The phase noise to phase jitter converter allows you to transform an integrated phase noise value (expressed in dBc) into RMS jitter of the signal. The result is given both in radians (angular deviation) and in microseconds (time deviation). This tool helps engineers evaluate the temporal stability of an oscillator or clock, and understand how phase noise affects signal accuracy.
Formula
j rad = √(2 × 10^(A / 10))
j µs = j rad / (2π × f o ) × 10 6
Explanation of the formula
The first equation calculates the RMS jitter in radians from the integrated phase noise A (dBc). We first convert A to a linear value using 10^(A/10), then multiply by 2 and take the square root of it to obtain the average angular deviation.
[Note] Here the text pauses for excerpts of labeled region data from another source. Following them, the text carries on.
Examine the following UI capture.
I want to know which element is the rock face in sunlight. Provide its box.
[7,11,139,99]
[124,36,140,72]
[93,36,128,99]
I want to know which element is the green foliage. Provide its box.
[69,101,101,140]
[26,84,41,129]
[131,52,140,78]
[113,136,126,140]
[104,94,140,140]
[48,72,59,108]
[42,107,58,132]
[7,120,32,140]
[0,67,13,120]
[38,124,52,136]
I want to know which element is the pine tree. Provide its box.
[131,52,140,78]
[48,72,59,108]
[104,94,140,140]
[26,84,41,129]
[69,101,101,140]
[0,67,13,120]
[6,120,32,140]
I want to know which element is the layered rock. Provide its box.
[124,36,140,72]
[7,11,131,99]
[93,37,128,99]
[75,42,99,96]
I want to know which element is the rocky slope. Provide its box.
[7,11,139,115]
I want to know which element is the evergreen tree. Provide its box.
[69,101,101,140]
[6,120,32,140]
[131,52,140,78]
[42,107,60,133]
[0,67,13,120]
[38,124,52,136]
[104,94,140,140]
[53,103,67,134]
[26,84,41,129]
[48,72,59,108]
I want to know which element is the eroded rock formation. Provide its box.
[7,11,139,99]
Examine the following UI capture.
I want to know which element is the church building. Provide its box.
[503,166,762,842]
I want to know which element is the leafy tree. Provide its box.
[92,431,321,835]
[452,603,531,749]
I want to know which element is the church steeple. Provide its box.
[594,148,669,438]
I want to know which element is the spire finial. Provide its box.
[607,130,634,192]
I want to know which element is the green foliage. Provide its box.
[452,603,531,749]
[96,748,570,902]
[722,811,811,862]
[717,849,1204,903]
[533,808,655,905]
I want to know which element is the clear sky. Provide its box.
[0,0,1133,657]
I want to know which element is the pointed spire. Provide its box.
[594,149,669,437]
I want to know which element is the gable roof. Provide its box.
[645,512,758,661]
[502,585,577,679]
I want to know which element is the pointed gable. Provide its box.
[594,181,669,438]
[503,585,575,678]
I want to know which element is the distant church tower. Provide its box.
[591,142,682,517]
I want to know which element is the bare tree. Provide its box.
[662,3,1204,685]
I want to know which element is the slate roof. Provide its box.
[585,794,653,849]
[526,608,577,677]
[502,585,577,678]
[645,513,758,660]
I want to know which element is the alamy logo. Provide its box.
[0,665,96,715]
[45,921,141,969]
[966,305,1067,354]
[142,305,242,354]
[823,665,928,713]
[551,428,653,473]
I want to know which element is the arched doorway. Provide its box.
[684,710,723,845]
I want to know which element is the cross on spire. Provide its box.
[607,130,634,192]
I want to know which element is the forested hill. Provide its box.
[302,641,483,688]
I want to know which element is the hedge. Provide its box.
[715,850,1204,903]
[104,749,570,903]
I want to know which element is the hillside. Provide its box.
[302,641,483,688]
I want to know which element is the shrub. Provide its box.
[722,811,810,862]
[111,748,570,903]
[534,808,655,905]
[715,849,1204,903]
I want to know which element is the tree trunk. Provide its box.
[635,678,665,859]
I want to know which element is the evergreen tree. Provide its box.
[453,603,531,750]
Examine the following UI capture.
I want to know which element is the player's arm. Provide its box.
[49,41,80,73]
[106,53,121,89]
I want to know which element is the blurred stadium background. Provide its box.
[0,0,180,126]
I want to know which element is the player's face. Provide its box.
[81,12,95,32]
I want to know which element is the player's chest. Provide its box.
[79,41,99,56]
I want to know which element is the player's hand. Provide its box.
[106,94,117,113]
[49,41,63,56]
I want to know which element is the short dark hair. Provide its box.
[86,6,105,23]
The second equation translates this angular deviation into temporal deviation. It divides the previous value by the heart rate (2πf₀) and multiplies the result by 10 6 to express the jitter in microseconds. This allows the temporal error caused by phase noise to be directly quantified.
Uses
- Analyze the temporal quality of an oscillator, a frequency synthesizer or a digital clock.
- Evaluate the influence of phase noise on the overall performance of an RF or communications system.
- Optimize the design of filters and PLL loops to reduce jitter in synchronized systems.
- Present accurate results in reports and technical documents by converting phase noise into measurable temporal metrics.